The Invisible Weight: Mental Health and Family

The mental health section of the same study indicates that depression and anxiety are pervasive among respondents.

Sara lives with a heavy heart, not only for herself but also for her son. At 40, he lives with deep depression, terrified of going outside. “It’s very exhausting to see him like this; he lives in constant fear,” Sara confides.

The trauma of persecution in Mexico mixes with the trauma of living clandestinely in Canada, causing paralysis.

Many women also carry the burden of two families: the one here and the one left behind. No fewer than 65% send money to their country of origin—an average of $640 per month—often at the expense of their essential needs.

Fear has become a “second skin,” says Nina González, also a member of the Women’s Committee, echoing many testimonies. They are afraid to report sexual abuse, to demand their wages, to grow old without a pension.

“We Are Human”

Despite this bleak picture, the committee sees the study as an act of resistance. Simply presenting this research—whose full version will be published in 2026—is a political act that, according to Nina González, restores their dignity.

The committee demands access to RAMQ, access to emergency physical and mental healthcare services, open work permits, access to the Quebec Pension Plan, access to the federal pension system, access to employment insurance, and the implementation of a regularization program for undocumented people.

As participants from different backgrounds remove their masks to eat, Cindy and Sara share their reflections.

Cindy calls for pragmatism and recognition: “We need a glimmer of hope. We suffer in silence,” she says. She highlights the contribution of her peers: they speak English and French, hold diplomas, and work hard. “Let’s hope that one day the government will look at us, because we are suffering,” she states.

Banner used at the December 3, 2025 press conference organized by the Centre des travailleuses et travailleurs immigrants (CTTI), on the occasion of the launch of the report Femmes sans statut en action : conditions de travail et santé, held on December 3, 2025 in Montreal.
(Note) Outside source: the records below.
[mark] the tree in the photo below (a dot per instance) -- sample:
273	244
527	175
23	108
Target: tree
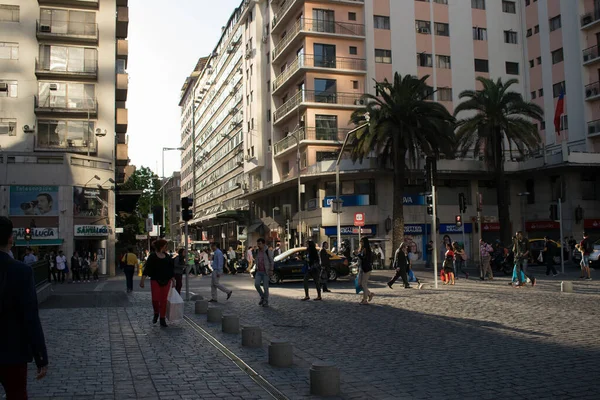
403	125
500	118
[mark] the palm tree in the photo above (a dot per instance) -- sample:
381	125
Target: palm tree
500	118
403	125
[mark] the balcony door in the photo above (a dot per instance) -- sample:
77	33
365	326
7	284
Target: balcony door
324	55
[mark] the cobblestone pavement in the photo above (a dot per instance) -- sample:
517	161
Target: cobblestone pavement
476	340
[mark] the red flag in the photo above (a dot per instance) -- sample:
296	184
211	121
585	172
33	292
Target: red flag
560	109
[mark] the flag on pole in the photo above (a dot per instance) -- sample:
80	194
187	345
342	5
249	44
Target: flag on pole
560	109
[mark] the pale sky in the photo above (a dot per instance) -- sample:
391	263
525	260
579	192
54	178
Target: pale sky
166	38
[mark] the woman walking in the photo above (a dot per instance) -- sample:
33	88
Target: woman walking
366	266
313	270
160	268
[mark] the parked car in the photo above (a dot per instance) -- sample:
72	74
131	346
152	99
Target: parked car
288	265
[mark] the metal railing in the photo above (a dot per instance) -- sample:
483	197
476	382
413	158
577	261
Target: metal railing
321	26
72	29
311	96
312	61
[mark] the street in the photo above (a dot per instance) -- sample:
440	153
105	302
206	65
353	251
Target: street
476	340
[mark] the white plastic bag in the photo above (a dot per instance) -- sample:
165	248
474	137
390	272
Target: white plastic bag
174	306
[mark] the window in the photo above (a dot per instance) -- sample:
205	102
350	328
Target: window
9	13
510	37
557	87
443	62
479	4
423	27
383	56
481	65
9	51
381	22
442	29
479	33
512	68
509	7
8	126
444	94
555	23
557	56
424	60
8	89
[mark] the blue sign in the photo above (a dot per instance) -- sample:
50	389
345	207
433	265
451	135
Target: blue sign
348	200
451	228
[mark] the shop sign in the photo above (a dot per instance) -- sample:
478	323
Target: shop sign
91	230
36	233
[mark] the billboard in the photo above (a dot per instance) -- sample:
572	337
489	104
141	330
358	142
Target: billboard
34	200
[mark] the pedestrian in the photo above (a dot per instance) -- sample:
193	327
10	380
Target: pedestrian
522	253
460	256
586	247
548	256
264	271
401	264
325	266
129	261
312	270
485	252
21	336
366	266
160	268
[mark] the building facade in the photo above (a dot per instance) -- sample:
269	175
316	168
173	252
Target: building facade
306	65
63	122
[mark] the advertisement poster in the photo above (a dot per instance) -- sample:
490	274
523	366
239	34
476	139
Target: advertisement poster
88	202
34	200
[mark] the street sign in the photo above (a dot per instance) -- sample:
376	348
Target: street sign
359	219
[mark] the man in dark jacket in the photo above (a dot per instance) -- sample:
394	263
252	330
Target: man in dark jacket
21	335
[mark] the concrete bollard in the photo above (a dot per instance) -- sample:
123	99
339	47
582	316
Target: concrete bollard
324	379
251	336
281	353
214	314
230	324
566	287
201	307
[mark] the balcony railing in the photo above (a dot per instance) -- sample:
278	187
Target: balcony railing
312	61
320	26
592	90
590	54
311	96
85	31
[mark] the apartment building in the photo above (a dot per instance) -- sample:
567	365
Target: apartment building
307	64
63	122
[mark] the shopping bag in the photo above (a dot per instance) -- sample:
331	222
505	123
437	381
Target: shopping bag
174	306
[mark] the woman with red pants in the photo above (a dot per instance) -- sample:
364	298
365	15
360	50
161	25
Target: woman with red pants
160	268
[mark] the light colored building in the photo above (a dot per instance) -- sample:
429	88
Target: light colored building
63	121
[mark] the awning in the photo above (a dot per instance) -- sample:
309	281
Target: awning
39	242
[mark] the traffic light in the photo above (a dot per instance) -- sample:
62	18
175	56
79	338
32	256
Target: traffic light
186	204
458	221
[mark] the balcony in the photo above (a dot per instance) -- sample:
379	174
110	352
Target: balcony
122	22
80	69
67	31
308	61
590	20
122	87
89	4
592	91
591	55
321	27
318	99
309	135
63	106
285	11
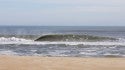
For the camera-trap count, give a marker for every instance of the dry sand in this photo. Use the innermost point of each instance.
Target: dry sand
(60, 63)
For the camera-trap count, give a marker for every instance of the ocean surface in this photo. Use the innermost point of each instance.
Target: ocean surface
(63, 41)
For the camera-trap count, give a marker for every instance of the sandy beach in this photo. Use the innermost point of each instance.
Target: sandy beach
(60, 63)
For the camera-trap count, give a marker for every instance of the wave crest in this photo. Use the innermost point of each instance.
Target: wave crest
(71, 37)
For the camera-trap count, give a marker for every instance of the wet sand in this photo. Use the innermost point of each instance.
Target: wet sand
(60, 63)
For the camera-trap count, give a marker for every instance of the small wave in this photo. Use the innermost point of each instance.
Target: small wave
(13, 39)
(65, 43)
(70, 37)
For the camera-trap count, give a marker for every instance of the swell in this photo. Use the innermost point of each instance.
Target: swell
(72, 38)
(31, 37)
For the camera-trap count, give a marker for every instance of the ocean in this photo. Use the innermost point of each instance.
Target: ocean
(63, 41)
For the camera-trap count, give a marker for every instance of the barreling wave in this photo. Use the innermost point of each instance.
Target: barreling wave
(72, 38)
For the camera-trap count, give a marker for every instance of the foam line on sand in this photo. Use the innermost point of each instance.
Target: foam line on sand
(60, 63)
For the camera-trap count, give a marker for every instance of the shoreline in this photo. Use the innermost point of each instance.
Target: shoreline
(8, 62)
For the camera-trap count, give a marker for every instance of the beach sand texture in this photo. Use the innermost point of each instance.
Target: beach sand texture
(60, 63)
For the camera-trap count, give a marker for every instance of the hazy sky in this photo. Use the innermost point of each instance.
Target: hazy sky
(62, 12)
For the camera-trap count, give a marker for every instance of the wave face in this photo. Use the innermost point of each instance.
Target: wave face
(70, 37)
(63, 41)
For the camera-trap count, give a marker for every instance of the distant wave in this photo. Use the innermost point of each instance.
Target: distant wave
(72, 38)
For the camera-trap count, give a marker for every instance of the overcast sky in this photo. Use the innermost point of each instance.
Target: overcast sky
(63, 12)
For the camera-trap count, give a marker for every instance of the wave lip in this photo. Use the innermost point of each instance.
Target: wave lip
(70, 38)
(13, 39)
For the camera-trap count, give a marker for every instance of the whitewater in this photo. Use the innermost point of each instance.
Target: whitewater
(62, 41)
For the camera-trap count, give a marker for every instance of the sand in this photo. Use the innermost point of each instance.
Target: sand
(60, 63)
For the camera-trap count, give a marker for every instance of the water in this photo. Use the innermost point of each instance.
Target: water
(81, 41)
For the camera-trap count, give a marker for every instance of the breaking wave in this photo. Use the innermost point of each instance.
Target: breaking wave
(63, 39)
(71, 38)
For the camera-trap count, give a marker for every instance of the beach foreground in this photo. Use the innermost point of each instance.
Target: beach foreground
(60, 63)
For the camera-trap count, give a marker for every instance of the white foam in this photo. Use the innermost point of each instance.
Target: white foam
(14, 40)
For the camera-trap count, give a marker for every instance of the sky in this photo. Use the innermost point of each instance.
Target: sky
(63, 12)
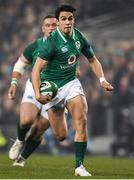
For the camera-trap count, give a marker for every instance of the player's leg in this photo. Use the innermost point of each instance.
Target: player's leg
(77, 107)
(33, 140)
(28, 114)
(58, 122)
(29, 109)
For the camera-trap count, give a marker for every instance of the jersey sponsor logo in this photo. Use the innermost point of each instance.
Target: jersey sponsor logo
(72, 59)
(64, 49)
(77, 44)
(30, 97)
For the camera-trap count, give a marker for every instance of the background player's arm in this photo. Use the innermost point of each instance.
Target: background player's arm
(36, 81)
(17, 73)
(97, 69)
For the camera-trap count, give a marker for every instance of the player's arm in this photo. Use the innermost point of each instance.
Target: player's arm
(17, 73)
(36, 81)
(97, 69)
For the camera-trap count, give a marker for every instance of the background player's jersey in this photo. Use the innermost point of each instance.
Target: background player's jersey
(31, 51)
(62, 54)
Photo credit: María Gabriela Aguzzi.

Sara wants to go beyond economic considerations. If she had the Minister of Immigration in front of her, she would not speak of laws, but of humanity.

“I would ask him, out of humanity, to have compassion for all the people in our situation… that this life is truly fleeting,” Sara says. Her plea is also for young people, for her son, so that they do not burn out in this “darkness.”

“They [politicians] also have children… That’s what I would ask them… We are human—may they have pity on us,” Sara concludes.

As they leave the building, Cindy, Sara, and all those wearing a T-shirt that day with the slogan “Women Without Status in Action” blend back into the crowd. They become invisible again. To many who cross their paths, they may be nothing more than people who clean an office or care for an elderly person.

But the report left on the table explains who they are: an essential yet hidden part of the city—women of flesh, bone, and dignity who, despite a system that renders them invisible, persist in existing.

*Cindy and Sara are names used within the Committee to protect these women’s identities.